When a member of the police force, a pleasant young man, asked me whether I would add my name to the indictment against the driver, I declared, and signed off on it, that I would not be pressing charges, that what I had experienced had been magnificent and that the driver, Mr. Máchal, was left to deal with the guilt of having driven heedlessly onto the highway from a side road, trusting to blind luck that nothing was coming. He had thus burdened himself with guilt but, by the same act, he relieved me of feeling guilty for all the cats I had killed, and in return, they rewarded me with what happened at that intersection. Mr. Máchal and I sat together on our hospital beds and I held his hand while he asked me over and over again if I was angry with him for the collision, and each time I gave him the same answer, and he laughed at it till his broken face grimaced with pain: “Mr. Máchal, if your luck is bad enough you can break your back making love in bed.”

And at that moment, those three tomcats in Kersko appeared to me and I saw in all this a nudge from fate telling me to get back to them as soon as possible. In no time, I was pouring them some milk and as soon as I was able, I walked with them again along the white picket fence and told them glorious tales about our extended family of cats, and then, moved by the moment, I picked up those three tomcats one by one, pressed them to my face, and whispered sweet words of love to them, and to the cats that were no longer with us, either by accident, or by my own hand.

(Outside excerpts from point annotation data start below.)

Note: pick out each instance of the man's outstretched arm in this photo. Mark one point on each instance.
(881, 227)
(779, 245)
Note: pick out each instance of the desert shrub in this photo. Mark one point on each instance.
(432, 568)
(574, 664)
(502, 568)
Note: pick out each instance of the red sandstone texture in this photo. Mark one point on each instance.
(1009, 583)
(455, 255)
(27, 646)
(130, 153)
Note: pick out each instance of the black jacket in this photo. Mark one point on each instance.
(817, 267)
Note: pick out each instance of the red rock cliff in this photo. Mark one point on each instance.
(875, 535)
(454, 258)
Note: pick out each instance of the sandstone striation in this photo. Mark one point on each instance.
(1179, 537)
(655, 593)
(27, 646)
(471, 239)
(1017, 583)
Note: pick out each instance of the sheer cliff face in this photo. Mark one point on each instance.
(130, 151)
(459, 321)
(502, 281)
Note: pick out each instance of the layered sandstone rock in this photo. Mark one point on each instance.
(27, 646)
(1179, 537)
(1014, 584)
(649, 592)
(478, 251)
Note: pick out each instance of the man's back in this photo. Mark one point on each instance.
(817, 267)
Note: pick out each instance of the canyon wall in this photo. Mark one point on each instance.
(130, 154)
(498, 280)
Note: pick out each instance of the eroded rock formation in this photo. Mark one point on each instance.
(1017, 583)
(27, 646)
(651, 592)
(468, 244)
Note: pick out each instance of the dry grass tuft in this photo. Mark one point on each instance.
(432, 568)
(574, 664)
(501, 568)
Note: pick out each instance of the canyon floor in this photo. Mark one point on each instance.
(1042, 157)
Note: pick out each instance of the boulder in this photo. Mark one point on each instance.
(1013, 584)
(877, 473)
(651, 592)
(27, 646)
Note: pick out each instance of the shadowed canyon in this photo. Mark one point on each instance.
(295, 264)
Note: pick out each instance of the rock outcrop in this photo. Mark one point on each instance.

More than that, I had to laugh when I learned, to my astonishment, how the parallel lines of our lives had crossed and connected at the Mochov gas pumps, for Mr. Máchal had bought a little cottage in Nymburk from my friend and mentor, Mr. Marysko. He had bought the little house where for ten years, as if in a submarine, Mr. Marysko and I had written our first poems and our neopoetic manifesto, and where we got drunk over the great good fortune that we had come to understand what Surrealism was, and that remarkable encounter brought together not only the Surrealists, but also, as I saw now, myself, Mr. Marysko and Mr. Máchal, who had purchased from him that famous little house in which we had all been so happy, and where we had once been so gobsmacked by fate that we lay there, writhing in the claws of the sphinx who held our youthful grapevines in its grip, and now the circle had closed, thanks to that fortunate misfortune at the Mochov gas station, the accident that had erased the guilt from my criminal record. Because not even a cat can be killed with impunity. What will I do with all my cats?